Облокотившись на длинную гладильную доску, он с жадным любопытством рассматривал разложенные перед ним принадлежности дамского туалета: канифасовые юбки, косынки, воротнички, панталоны на тесемках, широкие в бедрах и суживавшиеся книзу.

– А это для чего? – указывая на кринолин или на застежку, спрашивал юнец.

– А ты что, первый раз видишь? – со смехом говорила Фелисите. – Небось у твоей хозяйки, госпожи Оме, точь-в-точь такие же.

– Ну да, такие же! – отзывался Жюстен и задумчиво прибавлял: – Моя барыня разве что стояла рядом с вашей.

Но служанку раздражало, что он все вертится около нее. Она была на шесть лет старше его, за нею уже начинал ухаживать работник г-на Гильомена Теодор.
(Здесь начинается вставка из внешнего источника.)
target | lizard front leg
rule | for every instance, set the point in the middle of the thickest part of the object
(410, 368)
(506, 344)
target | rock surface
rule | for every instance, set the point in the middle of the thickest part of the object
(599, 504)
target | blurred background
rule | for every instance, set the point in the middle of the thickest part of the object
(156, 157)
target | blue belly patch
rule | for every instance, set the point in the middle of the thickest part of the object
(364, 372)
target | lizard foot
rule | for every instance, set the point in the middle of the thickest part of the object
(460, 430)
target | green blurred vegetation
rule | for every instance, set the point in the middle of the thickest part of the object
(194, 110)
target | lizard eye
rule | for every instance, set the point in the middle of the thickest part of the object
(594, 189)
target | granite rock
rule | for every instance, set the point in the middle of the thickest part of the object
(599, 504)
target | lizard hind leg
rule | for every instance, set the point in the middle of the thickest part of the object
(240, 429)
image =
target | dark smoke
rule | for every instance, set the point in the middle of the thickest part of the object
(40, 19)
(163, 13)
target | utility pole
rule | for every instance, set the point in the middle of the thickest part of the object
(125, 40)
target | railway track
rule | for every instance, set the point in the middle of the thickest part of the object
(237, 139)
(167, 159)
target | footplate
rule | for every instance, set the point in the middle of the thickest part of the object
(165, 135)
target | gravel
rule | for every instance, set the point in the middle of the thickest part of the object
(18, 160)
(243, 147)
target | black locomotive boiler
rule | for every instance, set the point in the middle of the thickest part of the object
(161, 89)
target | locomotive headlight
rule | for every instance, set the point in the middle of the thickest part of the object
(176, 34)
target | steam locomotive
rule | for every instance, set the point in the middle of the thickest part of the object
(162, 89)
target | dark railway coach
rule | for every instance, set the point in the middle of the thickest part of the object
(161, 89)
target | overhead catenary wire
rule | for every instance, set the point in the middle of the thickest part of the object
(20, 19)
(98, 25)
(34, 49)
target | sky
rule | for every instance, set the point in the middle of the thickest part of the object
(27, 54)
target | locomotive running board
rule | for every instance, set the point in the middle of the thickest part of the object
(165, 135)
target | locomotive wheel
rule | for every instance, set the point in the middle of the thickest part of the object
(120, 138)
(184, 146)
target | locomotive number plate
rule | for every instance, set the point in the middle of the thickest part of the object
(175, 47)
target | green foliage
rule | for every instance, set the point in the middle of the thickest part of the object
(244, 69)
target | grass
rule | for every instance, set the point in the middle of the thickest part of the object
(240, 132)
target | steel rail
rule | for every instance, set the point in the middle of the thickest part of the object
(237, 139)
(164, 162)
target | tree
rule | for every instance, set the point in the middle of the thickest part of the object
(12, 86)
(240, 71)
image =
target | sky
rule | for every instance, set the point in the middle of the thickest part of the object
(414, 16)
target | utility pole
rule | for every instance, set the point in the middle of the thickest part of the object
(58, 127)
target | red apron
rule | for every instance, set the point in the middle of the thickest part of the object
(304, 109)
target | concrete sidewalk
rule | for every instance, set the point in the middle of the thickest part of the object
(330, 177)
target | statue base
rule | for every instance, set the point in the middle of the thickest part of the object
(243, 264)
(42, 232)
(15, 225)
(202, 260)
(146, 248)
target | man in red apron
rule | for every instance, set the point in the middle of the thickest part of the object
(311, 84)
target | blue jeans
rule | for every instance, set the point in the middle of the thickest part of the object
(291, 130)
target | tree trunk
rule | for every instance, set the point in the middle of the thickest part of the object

– Отстань ты от меня! – переставляя горшочек с крахмалом, говорила она. – Поди-ка лучше натолки миндалю. Вечно трешься около женщин. Еще бороденка-то у паршивца не выросла, а туда же!

– Ну, ну, не сердитесь, я вам сейчас ботиночки ее в лучшем виде разделаю.

Он брал с подоконника Эммины башмачки, покрытые грязью свиданий, под его руками грязь превращалась в пыль, и он смотрел, как она медленно поднимается в луче солнца.